Disease specific survival was one of the primary outcomes of the present study and Cox multivariate regression analysis revealed that the presence of VH is associated with 1.7 times of worse DSS (p=0.029). Rogers et al.[13] compared urothelial and non-urothelial histologies of 955 patients who underwent RC and reported that patients with non-urothelial carcinoma and non-squamous carcinoma such as adenocarcinoma, small cell carcinoma or carcinosarcoma had significantly increased risk for progression and death compared with PUH or squamous cell carcinoma (p<0.001). Three and 5 year DSSs were found to be 71.9±2% and 67.9±2%; 27.6±9% and 18.4±8% for the groups, respectively. Recently, Soave et al.[14] reported the relationship between preoperative circulating tumor cells (CTC) count, BC histopathology and survival of 188 patients. They reported that patients with non-squamous differentiation had inferior recurrence free survival (RFS), compared to patients with PUH and patients with squamous cell differentiation (p=0.016). Moreover, the presence of CTC and non-squamous cell differentiation were associated with decreased RFS and DSS after a median follow-up of 25 months. However, it is worth mentioning that BC histology was not an independent factor for RFS and CSS.

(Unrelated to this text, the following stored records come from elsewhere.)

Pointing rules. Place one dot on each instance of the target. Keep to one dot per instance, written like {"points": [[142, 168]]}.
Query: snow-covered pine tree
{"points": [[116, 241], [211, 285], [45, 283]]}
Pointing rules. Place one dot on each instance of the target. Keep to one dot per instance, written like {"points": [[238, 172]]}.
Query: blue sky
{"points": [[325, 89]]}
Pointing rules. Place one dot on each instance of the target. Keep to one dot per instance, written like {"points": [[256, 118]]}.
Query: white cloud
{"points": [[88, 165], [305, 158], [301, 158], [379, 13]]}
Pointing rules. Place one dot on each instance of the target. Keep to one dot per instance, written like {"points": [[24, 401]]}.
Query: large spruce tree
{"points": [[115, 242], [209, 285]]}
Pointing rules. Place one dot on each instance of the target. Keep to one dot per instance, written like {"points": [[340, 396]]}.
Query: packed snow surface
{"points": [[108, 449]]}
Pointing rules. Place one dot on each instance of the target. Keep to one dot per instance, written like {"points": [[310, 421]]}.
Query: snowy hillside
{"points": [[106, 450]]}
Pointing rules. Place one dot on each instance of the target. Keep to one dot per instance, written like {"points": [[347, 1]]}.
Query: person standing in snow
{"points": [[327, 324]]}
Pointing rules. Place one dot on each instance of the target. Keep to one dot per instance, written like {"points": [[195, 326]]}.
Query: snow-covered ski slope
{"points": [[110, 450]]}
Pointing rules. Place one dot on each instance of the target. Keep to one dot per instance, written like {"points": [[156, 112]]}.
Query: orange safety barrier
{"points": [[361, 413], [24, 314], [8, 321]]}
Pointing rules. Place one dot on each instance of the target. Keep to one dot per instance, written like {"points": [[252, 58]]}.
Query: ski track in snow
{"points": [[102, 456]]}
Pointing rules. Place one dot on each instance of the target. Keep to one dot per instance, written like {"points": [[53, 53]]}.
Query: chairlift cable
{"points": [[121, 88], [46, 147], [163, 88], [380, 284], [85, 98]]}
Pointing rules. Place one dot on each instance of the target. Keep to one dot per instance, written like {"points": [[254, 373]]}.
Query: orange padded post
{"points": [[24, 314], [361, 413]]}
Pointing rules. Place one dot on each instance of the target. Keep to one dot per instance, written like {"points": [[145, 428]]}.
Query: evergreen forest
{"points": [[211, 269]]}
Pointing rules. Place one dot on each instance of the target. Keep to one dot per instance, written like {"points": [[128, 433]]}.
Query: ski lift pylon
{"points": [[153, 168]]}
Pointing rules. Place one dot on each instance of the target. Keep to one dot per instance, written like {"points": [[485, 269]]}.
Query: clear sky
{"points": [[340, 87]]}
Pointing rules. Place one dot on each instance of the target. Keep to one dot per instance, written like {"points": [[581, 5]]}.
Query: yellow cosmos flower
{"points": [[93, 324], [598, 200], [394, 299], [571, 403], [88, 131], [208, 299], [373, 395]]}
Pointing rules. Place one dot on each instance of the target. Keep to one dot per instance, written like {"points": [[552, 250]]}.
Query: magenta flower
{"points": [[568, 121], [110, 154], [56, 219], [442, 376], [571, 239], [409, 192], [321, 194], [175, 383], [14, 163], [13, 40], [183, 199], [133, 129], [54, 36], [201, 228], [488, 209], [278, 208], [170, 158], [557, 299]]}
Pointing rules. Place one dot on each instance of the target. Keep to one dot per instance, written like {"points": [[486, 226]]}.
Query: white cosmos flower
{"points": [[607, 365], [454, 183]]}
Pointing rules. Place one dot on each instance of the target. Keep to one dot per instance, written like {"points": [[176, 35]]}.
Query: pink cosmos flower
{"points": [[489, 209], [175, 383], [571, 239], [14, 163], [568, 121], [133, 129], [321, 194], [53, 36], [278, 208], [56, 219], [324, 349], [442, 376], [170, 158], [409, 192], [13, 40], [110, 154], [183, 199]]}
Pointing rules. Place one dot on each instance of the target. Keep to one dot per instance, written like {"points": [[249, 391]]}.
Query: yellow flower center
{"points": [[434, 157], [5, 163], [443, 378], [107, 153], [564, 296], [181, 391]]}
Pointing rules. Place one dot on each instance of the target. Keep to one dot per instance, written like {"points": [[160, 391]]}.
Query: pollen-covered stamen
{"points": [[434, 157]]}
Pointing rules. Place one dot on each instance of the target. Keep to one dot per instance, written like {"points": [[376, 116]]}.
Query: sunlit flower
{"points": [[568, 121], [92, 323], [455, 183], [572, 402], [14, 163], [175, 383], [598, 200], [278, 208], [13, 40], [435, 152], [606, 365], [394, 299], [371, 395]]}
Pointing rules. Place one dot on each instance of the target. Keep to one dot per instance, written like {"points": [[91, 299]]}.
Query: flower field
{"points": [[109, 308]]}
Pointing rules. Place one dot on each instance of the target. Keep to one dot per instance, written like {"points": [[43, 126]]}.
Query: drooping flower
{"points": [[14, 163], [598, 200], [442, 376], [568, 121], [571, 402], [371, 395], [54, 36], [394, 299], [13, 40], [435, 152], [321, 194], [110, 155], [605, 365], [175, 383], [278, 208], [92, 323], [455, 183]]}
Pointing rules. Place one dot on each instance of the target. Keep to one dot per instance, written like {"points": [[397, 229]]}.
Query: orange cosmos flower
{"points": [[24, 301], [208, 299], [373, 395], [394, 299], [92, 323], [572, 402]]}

Despite this evidence in the literature addressing the relationship between VH and survival, some studies did not confirm DSS disadvantage of VH. Wasco et al.[15] evaluated the oncological outcomes of 295 subsequent RC patients and reported that VH did not predict DSS on multivariate logistic model (p=0.68). This situation was attributed to the limited follow-up time leading a very few cancer specific deaths that limited the statistical power. Meanwhile similar to our study, the predictors of DSS were found as stage of disease and LN status. In another study, Moschini et al.[16] retrospectively evaluated 1.067 patients who underwent RC and noted the predictors for disease recurrence, cancer specific mortality (CSM) and overall mortality (OM) as Charlson comorbidity index score, stage of disease, positive LN count and having small cell variant. Meanwhile, they found no difference in terms of disease recurrence, CSM and OM between the various histologic variants except small cell histology after a median follow-up of 6.5 years after surgery. Consequently, the impact of VHs on survival parameters is controversial and for overcoming the rarity of some subtypes for statistical comparisons, prospective multi-institutional studies are needed.
In our series, squamous variant was the predominant pathology among patients with VH. Generally, the oncological outcomes of the patients with squamous differentiation are conflicting. Indeed completely diverse outcomes have been reported in various studies. Antunes et al.[17] in a retrospective review of 113 patients reported that the disease-specific death (DSD) rates were significantly higher in patients with squamous differentiation (40%) in comparison with PUH (16%, p=0.002). Moreover, squamous differentiation was found to be a predictor of CSS in a multivariate model with a HR of 3.51 (p=0.003). On the contrary, an older retrospective series comprising of 531 patients found that squamous differentiation identified in the final surgical specimen is not one of the predictors of DSS in multivariate logistic regression model (p>0.05).[18] Recently, Kim et al.[9] reported that either squamous or glandular differentiation (n=186) was not significantly associated with the risk of death from BC in spite of the presence of significantly greater number of patients with pT3–4 (70% vs. 38%, p<0.0001) and LN (+) disease (20% vs. 15%, p=0.05) compared to patients with PUH (n=827). Similar outcomes were also reported by Ehdaie et al.[19] who followed up 67 patients with VH and compared them with 1.867 patients with PUH. They found no difference in KM survival analysis for CSS (p=0.17) between the groups as well as squamous differentiation was not found to be a predictor of CSS in a multivariate model. Lastly, Mitra et al. compared patients with squamous differentiation to patients with PUH by using an intensive match-pair analysis where the two groups are balanced with various parameters such as pathological stage, administration of intravesical agents, neoadjuvant or adjuvant chemotherapy. The authors reported no difference in terms of RFS (p=0.79) and overall survival (p=0.40) between the two groups after a median follow-up of 15.2 and 11.0 months, respectively.[8] In our series, we found that patients with squamous differentiation have significantly lower survival rates than the patients with PUH. However, in the multivariate model, this VH type was not found as a variable affecting survival. Thus, to our opinion, squamous differentiation is better to be considered as a milder form of VH and clinical decision- making process for patients with this histopathology should not differ from those patients with PUH.
In this study, we found that presence of any kind of VH is associated with decreased DSS; whereas squamous differentiation as a VH is not. Despite, we do not have data to explain this discrepancy, and we believe that less frequent variants of BC (other than squamous differentiation) as mentioned in Table 1 represent a more aggressive form of the disease. For this reason, multi-institutional studies with a central pathological evaluation should be done to understand the precise oncologic behavior of these rare VHs.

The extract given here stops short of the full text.